Congressman Bentz released the following statement regarding his vote against H.R.1319:
“There is no doubt that because of the COVID-19 virus and the shutdowns resulting from it, some American families and businesses are truly devastated. In recognition of this, Congress has previously passed five bipartisan, pandemic-related packages totaling more than $3.5 trillion. This bill will add another $1.9 trillion to that previous amount. These trillions of dollars are going to have to be paid back some day, so it is essential that our money be used for those who truly need help.
“This bill does contain provisions which are truly necessary and which I support, such as funding for the Paycheck Protection Program, extended unemployment benefits, and vaccine development and distribution. But we all know Democrats have also chosen to include billions upon billions of dollars that have nothing to do with COVID relief. We Republicans offered more than 200 amendments to this bill – including commonsense proposals to protect jobs, to provide mental health services for unemployed workers, to limit relief funds to use for pandemic-related expenses only, and to ensure that schools reopen safely. However, Democrats rejected all but one of these amendments.
“The bottom line is that this bill fails to target the COVID-19 health and economic crisis. Less than 9 percent of the funds will go directly to combat the virus through public health spending, and the funding for stimulus checks fails to target those who truly need help. And of the $130 billion in spending set aside for our nation’s schools, only 5 percent is actually spent in 2021 – meaning there is almost no incentive provided to our schools to reopen anytime soon.
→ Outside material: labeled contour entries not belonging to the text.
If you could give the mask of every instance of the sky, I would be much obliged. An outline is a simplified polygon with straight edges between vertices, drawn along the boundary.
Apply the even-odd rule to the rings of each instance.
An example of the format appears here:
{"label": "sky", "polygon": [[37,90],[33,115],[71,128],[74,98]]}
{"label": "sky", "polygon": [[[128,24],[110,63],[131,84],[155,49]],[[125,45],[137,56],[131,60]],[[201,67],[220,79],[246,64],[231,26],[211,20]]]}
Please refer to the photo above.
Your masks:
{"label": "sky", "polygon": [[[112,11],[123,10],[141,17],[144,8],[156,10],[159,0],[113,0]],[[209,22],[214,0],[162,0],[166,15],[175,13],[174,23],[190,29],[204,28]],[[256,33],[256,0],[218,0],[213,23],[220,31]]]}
Additionally, the bill spends billions on items totally unrelated to the pandemic and includes: a $15 minimum wage hike that would devastate small businesses; policies that pay people more not to work than to work; bailouts for mismanaged public union pensions; policies that give federal bureaucrats better paid leave than those which are available to essential workers; provisions that undermine the Hyde Amendment; and overly broad bailouts for states regardless of their responses to the pandemic and their current financial needs.
“Notwithstanding the good in this bill, the excess expenditures included are too damaging to our country’s future to allow me to support it. And even though many Americans choose to believe otherwise, all too soon we will have to pay back the $5.4 trillion price tag for these spending bills through higher taxes, rampant inflation, or both. We could have – and should have – done better.”